Parents completed the Colorado Child Temperament Inventory (CCTI; Buss and Plomin 1984). This 30-item measure asked mothers to rate their child with a 5-point Likert scale ranging from 1 (Not at all/Strongly disagree) to 5 (A lot/Strongly agree) on six factors pertaining to different dimensions of child temperament. These include emotionality, activity, attention, soothability, sociability, and shyness. The current analysis relied on scores from the shyness scale as it is a risk marker for anxiety (Caspi et al. 1988). Data on the reliability and validity of the CCTI can be found in Rowe and Plomin (1977). Shyness scores were available for 180 of the 187 children with viable dot-probe data (M=2.28, SD=0.85). The data from this sample displayed good psychometric reliability for shyness (Cron-bach’s alpha=0.83).
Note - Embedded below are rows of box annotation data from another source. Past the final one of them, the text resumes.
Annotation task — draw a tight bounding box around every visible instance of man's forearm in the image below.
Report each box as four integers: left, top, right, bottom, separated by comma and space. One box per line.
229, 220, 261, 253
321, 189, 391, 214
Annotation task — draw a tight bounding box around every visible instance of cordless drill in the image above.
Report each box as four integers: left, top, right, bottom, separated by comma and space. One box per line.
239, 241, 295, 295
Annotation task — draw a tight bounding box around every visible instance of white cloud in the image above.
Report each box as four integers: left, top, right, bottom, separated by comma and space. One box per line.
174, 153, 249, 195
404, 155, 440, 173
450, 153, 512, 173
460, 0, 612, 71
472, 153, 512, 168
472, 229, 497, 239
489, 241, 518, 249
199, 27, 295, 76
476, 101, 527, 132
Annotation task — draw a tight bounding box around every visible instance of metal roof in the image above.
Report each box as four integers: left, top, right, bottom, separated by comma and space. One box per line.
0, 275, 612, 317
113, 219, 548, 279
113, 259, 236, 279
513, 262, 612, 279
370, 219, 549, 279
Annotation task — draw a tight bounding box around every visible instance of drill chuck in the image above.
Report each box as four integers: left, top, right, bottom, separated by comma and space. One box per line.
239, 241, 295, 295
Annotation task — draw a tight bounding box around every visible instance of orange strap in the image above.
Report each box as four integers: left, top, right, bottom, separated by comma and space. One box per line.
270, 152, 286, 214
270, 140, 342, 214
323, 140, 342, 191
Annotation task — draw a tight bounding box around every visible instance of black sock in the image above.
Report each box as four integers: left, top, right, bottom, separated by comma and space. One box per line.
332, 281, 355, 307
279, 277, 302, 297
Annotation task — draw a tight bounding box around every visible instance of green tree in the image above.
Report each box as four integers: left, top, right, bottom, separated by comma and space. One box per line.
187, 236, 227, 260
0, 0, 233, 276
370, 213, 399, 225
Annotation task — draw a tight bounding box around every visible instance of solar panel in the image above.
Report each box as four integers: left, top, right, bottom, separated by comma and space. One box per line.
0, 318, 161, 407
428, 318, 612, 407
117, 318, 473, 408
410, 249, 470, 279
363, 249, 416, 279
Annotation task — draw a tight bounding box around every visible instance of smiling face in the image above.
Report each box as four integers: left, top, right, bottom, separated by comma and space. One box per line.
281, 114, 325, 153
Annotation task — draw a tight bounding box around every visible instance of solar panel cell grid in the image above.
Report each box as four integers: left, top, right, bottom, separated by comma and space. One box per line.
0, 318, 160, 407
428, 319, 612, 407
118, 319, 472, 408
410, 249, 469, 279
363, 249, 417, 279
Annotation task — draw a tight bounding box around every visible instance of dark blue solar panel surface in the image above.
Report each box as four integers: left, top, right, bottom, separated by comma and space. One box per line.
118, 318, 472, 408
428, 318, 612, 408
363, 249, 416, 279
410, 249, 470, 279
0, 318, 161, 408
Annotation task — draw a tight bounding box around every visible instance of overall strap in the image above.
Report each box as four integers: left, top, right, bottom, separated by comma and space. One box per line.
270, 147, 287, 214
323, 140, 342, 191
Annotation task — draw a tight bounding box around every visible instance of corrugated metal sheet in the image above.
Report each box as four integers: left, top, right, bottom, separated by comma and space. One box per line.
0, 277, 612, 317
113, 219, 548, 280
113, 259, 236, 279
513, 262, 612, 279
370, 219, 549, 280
As part of the larger experimental battery, the children also took part in a play session with an unfamiliar peer (Degnan et al. 2011). The unfamiliar peer was recruited from the surrounding community and matched with the target child from the longitudinal cohort on age and sex. The two children were led into a playroom with several age-appropriate toys scattered about the floor. For the purpose of the current study, we focused on the target child’s behavior during an initial 10-minute freeplay session.
Coding proceeded in 2-minute epochs. Among the behavioral codes were unfocused/unoccupied behavior, activity level, negative affect, and positive affect. Ratings ranged from 1 (none observed in epoch) to 7 (observed throughout epoch). Inter-rater reliability (ICCs) ranged from 0.73 to 0.94 (M=0.82). Each code was averaged across epochs. To create the laboratory measure of behavior, the four codes (with positive affect and activity level reverse-scored) were standardized and averaged. This measure was then confirmed via factor analysis (Eigenvalue= 1.676, Mloading=0.60).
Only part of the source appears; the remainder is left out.